Transforming Care: the use of Positive Behaviour Support to enable children and young people to remain in their local communities
Project title:
Transforming Care: the use of Positive Behaviour Support to enable children and young people to remain in their local communities
Background:
The Transforming Care agenda results from the Winterbourne View Hospital scandal in 2011. The scandal highlighted the vulnerability of people with learning (intellectual) disabilities and/or autism and ‘challenging behaviour’ placed away from their families and their local communities.
Dr Roland Casson (Clinical Psychologist) undertook a CLAHRC EoE Fellowship project in 2015 (as part of a programme of research carried out by the Enduring Disabilities and/or Disadvantage Theme of the CLAHRC East of England) to understand how local services might better support the inclusion of people whose behaviour ‘challenges’. He focused on a significant component of the ‘Transforming Care’ agenda: the exclusion from school of children and young people (CYP) with learning (intellectual) disabilities and/or autism and behaviour that is perceived as ‘challenging’. Exclusion from school often results in the placement of CYP in specialist provision, such as 52 week residential educational provision or hospital units, that frequently far from their families and others who are able to monitor their progress and well-being. It can be very difficult for them to return to their local communities and many specialist placements last well into adulthood. Specialist placements are, however, hugely costly (approx. £300,000 per annum) and use money that could be more effectively invested in local services.
The starting point:
During his Fellowship, Dr Casson sought to (a) gather data about the CYP in 52 week residential schools and (b) understand how decisions were made to exclude CYP with learning disabilities and/or autism and ‘challenging behaviour’ from schools and other local provisions, and the processes leading to specialist, out of area placements. Through interviews with health and social care practitioners, managers and commissioners of services, and an examination of individuals’ trajectories to specialist placements, he established that there was limited systematic support to enable these children to remain in local provision, close to their families.
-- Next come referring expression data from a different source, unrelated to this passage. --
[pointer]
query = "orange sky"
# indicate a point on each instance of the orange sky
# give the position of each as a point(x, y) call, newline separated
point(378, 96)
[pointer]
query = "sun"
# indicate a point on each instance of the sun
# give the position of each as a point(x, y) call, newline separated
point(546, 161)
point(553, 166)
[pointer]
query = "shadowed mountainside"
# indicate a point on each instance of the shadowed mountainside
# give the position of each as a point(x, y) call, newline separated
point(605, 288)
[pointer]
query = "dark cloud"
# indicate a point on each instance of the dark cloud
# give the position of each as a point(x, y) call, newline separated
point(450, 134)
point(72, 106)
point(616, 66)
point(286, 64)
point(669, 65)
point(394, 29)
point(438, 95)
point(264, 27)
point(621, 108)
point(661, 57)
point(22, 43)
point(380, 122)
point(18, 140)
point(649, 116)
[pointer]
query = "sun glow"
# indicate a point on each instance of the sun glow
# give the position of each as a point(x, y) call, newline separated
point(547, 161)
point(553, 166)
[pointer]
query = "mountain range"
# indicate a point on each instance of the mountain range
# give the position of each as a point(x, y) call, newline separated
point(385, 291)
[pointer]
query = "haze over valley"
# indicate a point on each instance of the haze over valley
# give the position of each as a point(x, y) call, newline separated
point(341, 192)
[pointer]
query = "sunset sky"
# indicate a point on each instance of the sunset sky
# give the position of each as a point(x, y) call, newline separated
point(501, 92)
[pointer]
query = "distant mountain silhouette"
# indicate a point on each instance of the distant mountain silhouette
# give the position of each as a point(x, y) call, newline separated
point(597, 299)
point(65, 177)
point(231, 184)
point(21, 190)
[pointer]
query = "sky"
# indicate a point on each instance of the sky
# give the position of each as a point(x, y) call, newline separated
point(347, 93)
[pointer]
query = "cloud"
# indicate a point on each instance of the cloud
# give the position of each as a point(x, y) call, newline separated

From research to implementation:
Following Dr Casson’s Fellowship project, two years’ funding was secured through Cambridgeshire County Council Social Care) to establish a small multi-disciplinary intensive support team. The team used an evidence-based approach, Positive Behaviour Support (PBS). Eight CYP were referred to the service, all of whom are now in, or remain in, local school provision with access to short breaks. There was evidence of other positive outcomes, including reductions in ‘challenging behaviour’, improved mood and well-being, improvements in family quality of life, and parental satisfaction with the team’s approach. Strikingly, the average cost of local provision (around £100,000 p.a.) is significantly less than a full time residential school or in-patient Cambridgeshire County Council recently committed further funding until 2021 in order to improve outcomes for the individuals referred to the project and their families and contribute to broader changes in services for CYP with learning disabilities and/or autism and ‘challenging behaviour’.
Aims of the new project:
For the CLAHRC EoE to work with practitioners and others to support the development of the intensive support team in a different local context, that of Peterborough, and refine the evaluation of outcomes.
Dr Isabel Clare (Enduring Disabilities and/or Disadvantage Theme, CLAHRC) and Professors Andree LeMay and John Gabbay (Implementation, CLAHRC) are supporting these next steps, working with the local children’s Transforming Care Lead (Karen Chopping).
Further material will be added to this website as the project progresses.